ARTICLE X: EQUIPMENT

  1. At the beginning of each season, the Board of Directors will specifically address the policies as to equipment worn by each playing member during practice, power skating, and games.
  2. An Equipment Manager shall be appointed from the General Membership by the Board of Directors and work with the Board to assess the condition of all equipment belonging to the League.
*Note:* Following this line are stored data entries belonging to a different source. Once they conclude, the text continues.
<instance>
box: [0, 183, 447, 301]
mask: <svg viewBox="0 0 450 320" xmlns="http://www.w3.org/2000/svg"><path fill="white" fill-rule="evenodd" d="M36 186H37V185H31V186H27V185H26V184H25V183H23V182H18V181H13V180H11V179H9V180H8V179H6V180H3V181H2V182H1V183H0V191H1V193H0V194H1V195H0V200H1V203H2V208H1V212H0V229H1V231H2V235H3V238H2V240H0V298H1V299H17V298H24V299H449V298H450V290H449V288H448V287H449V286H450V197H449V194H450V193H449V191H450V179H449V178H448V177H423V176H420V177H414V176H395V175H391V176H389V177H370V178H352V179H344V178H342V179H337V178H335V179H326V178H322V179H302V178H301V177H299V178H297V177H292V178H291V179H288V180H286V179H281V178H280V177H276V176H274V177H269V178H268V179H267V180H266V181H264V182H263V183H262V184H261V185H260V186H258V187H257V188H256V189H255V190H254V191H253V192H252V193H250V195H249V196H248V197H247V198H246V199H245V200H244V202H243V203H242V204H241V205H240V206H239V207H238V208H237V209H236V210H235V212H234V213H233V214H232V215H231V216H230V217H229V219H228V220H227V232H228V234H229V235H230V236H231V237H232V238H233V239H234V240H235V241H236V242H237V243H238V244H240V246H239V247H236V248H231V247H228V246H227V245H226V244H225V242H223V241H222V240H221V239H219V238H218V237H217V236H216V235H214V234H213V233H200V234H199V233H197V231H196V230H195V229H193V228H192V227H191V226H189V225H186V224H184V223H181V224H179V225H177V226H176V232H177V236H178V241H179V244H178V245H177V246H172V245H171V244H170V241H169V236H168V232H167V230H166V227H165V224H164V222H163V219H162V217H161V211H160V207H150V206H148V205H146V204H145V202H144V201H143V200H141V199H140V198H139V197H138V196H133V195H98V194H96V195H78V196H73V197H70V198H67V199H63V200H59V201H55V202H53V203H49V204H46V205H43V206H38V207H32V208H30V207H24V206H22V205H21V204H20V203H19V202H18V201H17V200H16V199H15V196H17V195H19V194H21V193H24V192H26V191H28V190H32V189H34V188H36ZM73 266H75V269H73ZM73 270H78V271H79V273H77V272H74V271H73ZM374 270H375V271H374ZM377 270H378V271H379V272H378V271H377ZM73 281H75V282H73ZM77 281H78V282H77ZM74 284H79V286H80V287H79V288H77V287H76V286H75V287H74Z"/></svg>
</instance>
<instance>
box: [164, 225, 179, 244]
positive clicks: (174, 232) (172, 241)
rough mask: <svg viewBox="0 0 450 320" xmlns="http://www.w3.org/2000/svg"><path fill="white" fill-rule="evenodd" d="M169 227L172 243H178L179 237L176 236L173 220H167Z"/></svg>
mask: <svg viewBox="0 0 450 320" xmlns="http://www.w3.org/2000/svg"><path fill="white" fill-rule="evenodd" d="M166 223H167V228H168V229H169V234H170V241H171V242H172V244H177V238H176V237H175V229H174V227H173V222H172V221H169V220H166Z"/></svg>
The Equipment Manager will be responsible for the securing equipment for various teams and shall render all vouchers for payment to the Treasurer of the League. The Equipment Manager shall maintain a depreciation schedule of all League equipment to ensure proper maintenance of the League’s assets and safety of the players. 


ARTICLE XI: DISBANDING

In the event that this League should ever be dissolved, all of its assets will be given to an area non-profit organization. A three-fourths vote of the total Board of Directors will be necessary for the League to be dissolved.